Su excepcional elasticidad y su bellísima estética andaluza, unidas a su currícula, hicieron que un mes después fuera contratado como cantante y bailarín para la obra El diluvio que viene en el Gran Teatro de Burgos con dos funciones diarias. Contacta tras aquel éxito con un grupo experimental cordobés de Danza Contemporánea con el que se implica en coreografía, talleres y muestras de danza. Paralelamente jalona los tres cursos últimos trasladando su matrícula al Conservatorio Superior de Música y Escuela de Arte Dramático y Danza de Sevilla. Ese mismo año de su licenciatura en la capital hispalense, tendría una actuación brillante en el recital de clausura del Conservatorio cordobés, en donde siguió recibiendo clases de Suzanne Oussov en Ballet Clásico, de Paulo G. Campos en Afro-Jazz o de José Antonio Abad en Regional-Andaluz. En 1985 traslada su residencia a Sevilla, forma parte del Grupo Paspie e inicia una intensa gira por Andalucía con el Circuito Andaluz de Música y Teatro. Sin dejar de buscar maestros de ballet, acepta la propuesta de Bibí Andersen y se incorpora al espectáculo de variedades en 1986. Un año más tarde es contratado para la tournée de Mamá quiero ser artista de Concha Velasco y Paco Valladares junto a Giorgio Aresu.

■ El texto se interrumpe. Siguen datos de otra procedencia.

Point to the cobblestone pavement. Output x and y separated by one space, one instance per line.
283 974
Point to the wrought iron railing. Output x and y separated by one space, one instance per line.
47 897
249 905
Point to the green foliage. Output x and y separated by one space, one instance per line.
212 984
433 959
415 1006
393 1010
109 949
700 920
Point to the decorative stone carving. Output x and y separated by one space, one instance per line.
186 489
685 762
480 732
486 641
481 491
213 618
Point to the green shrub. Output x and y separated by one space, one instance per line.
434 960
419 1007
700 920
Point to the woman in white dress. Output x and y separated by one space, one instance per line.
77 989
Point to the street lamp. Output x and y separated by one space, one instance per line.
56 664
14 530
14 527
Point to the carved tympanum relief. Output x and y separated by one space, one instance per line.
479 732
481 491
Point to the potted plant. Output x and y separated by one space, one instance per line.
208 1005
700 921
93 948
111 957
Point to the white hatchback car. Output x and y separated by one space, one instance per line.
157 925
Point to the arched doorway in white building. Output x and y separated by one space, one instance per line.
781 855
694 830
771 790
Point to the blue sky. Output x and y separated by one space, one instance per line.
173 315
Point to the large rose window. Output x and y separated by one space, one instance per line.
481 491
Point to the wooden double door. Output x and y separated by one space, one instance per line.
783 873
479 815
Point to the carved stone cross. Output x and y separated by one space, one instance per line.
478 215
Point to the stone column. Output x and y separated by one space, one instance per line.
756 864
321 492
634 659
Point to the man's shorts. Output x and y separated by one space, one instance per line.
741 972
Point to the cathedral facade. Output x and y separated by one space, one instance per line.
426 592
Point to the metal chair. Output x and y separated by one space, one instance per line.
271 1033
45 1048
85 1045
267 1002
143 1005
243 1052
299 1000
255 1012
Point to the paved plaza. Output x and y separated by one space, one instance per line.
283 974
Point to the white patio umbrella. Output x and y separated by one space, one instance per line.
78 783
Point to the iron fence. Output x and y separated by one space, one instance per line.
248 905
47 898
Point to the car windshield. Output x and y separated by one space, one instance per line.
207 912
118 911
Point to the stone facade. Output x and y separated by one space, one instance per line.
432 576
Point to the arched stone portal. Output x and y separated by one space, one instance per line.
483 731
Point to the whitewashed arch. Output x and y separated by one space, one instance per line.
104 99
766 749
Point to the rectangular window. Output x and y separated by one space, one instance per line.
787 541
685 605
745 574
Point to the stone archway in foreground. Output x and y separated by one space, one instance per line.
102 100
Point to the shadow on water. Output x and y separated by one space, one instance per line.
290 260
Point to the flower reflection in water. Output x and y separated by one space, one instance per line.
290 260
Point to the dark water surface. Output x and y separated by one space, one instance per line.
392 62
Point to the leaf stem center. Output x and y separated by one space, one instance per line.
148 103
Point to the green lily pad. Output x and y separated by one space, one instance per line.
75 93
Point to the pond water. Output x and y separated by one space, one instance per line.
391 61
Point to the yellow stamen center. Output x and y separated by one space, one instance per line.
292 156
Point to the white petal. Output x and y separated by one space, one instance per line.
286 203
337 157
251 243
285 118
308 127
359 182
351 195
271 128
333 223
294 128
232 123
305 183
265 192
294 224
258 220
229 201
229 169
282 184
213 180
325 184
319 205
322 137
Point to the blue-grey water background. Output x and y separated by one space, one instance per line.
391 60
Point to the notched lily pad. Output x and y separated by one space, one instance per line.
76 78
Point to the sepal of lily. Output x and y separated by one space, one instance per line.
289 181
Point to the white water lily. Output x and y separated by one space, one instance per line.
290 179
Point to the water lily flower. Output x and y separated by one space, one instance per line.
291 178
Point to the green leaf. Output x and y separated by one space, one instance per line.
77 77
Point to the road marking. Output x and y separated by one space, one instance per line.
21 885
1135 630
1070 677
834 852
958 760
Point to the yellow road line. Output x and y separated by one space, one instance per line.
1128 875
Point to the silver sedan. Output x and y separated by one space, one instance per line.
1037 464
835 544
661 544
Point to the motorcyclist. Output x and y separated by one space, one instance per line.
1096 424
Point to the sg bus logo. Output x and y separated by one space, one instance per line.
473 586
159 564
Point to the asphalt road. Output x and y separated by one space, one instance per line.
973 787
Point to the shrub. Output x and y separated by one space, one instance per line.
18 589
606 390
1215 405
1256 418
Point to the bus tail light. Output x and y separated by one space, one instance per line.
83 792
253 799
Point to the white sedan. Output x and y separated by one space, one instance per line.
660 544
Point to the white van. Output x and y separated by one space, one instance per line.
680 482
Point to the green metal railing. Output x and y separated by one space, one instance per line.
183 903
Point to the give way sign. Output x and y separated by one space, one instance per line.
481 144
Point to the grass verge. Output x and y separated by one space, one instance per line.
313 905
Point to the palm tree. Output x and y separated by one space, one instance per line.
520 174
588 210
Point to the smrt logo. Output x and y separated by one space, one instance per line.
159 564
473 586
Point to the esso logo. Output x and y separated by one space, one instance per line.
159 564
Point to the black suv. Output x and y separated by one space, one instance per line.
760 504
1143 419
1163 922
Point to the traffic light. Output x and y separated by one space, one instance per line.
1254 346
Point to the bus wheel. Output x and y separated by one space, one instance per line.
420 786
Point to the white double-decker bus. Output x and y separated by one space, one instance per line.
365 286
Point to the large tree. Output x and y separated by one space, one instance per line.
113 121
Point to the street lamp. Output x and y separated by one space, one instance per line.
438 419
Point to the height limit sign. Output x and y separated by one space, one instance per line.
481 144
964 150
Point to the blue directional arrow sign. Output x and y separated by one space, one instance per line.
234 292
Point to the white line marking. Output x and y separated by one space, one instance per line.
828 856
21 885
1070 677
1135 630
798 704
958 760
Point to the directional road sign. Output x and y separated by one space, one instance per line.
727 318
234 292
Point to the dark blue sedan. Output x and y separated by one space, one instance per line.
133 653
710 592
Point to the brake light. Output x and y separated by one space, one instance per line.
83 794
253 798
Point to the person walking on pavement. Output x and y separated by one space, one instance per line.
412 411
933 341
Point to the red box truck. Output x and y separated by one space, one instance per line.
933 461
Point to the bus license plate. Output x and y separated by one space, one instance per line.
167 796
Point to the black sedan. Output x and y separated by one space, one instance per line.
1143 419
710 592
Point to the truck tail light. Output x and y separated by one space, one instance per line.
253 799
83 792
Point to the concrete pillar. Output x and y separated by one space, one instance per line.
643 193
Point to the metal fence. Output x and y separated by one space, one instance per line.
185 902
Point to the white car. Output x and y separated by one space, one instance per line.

En febrero de 1988 finaliza el contrato con Aresu y en marzo es solicitado para filmar en Palma de Mallorca los musicales Contigo de RTVE, al que seguirán los del Teatro Alcázar de Madrid con Bésame Johnny. La televisión gallega será su próximo escenario antes de ser contratado de nuevo para las galas de Sábado Noche de TVE, grabaciones que dejaría para incorporarse a la compañía de Lina Morgan en agosto de 1989 con El último tranvía en el teatro La Latina. En pleno éxito regresó a sus orígenes, decidido a regalar sus últimos años a los pequeños de su pueblo, dándoles la oportunidad que 15 años antes le había ofrecido Ara-Leo. No sin dificultades, logró abrir un estudio de danza en Espiel que pronto contó con un selectivo grupo de niñas y un solo niño. Con ellos estrenó su primer espectáculo de danza y poesía que, bajo el título Acordes, sería el germen del premio de Poesía que en su memoria otorga el Ayuntamiento de Espiel desde 1993. El 31 de diciembre de 1992 Antonio Muñoz había muerto, como del rayo, mientras las pantallas de TVE reproducían su actuación en El último tranvía.